The strengthened reduction procedure also removes countries with four neighbors so that the reduced map contains only countries with five or more neighbors. The validity of this reduction depends on the following Kempe proof that if we have colored a partial map and want to add a country with four neighbors, we can always revise the coloring of the partial map to permit coloring the four neighbor country.
If fewer than four colors have been used to color the neighbors, there is no problem, so suppose that the four neighbors have been colored with four different colors as shown in Figure 2.
Consider the set S of all countries that can be reached from the blue country A on top of Figure 2 by a path going through only blue and yellow countries. S is called the blue-yellow Kempe component of country A. There are two cases. Either it contains country C or not. If not, we recolor the partial map by reversing blue and yellow on all countries in S. This still leaves the partial map properly colored.

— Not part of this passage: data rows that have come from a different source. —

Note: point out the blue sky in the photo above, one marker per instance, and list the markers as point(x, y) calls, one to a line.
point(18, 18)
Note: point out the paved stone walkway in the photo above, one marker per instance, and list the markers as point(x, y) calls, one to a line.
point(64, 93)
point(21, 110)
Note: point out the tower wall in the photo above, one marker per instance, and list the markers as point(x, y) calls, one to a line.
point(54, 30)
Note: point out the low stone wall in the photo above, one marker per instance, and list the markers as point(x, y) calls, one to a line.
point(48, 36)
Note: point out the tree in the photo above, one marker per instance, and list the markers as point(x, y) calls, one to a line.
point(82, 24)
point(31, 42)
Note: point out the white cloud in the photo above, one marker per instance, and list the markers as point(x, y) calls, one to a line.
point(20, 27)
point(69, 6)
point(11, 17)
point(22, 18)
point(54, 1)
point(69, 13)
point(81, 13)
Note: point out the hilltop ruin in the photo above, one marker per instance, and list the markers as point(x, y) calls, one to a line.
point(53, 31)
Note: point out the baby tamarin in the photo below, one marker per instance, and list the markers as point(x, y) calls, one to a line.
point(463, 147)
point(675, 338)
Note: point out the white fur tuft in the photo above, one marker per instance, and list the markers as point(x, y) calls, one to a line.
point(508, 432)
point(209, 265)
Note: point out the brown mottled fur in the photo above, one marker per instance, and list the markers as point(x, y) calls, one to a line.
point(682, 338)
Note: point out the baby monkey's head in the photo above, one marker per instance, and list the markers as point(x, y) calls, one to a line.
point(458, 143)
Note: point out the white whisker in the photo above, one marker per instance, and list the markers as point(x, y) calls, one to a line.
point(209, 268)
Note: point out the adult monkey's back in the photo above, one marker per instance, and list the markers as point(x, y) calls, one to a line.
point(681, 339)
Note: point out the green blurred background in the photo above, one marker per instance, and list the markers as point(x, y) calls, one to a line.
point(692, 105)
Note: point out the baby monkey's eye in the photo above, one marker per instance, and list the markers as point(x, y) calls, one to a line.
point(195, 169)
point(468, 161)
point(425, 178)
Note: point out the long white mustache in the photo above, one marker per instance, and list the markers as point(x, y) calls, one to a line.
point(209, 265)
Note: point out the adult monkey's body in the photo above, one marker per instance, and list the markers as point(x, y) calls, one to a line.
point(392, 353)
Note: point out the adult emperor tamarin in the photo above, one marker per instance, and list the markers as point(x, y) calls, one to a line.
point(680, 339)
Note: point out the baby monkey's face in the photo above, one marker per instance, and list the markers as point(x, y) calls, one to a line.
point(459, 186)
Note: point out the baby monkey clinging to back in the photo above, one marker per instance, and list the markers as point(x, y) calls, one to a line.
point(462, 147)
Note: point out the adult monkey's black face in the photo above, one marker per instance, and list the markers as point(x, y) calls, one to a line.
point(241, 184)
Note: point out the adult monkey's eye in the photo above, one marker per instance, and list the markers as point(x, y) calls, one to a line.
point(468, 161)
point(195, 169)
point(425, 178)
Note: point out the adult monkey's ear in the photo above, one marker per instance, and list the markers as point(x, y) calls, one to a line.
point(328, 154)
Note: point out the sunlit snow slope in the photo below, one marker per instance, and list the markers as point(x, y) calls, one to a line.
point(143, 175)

Since S does not contain C, C remains yellow while A has become yellow. This makes blue available to extend the coloring to X.
In the other case, S contains C, i.e, there is a chain of adjacent countries from A to C each of which is colored blue or yellow. Then there cannot be a red-green chain from B to D (by the topology of the plane or sphere), so that a red-green Kempe transformation applied to the red-green Kempe component of D will make D green, leaving red available to color X.
The fact that a blue-yellow path from A to C blocks a red-green path from B to D is where we have used the fact that the map is on a plane or sphere.
This justifies eliminating countries with four neighbors in the reduction process. If we have colored a partial map and want to add a country with four neighbors, we can do so, but we may have to modify the previous coloring by means of a Kempe transformation.
Our improved coloring algorithm then reduces the map by repeatedly dropping countries with four or fewer neighbors, colors the reduced map exhaustively, and then colors the dropped countries in the reverse order using Kempe transformations when necessary.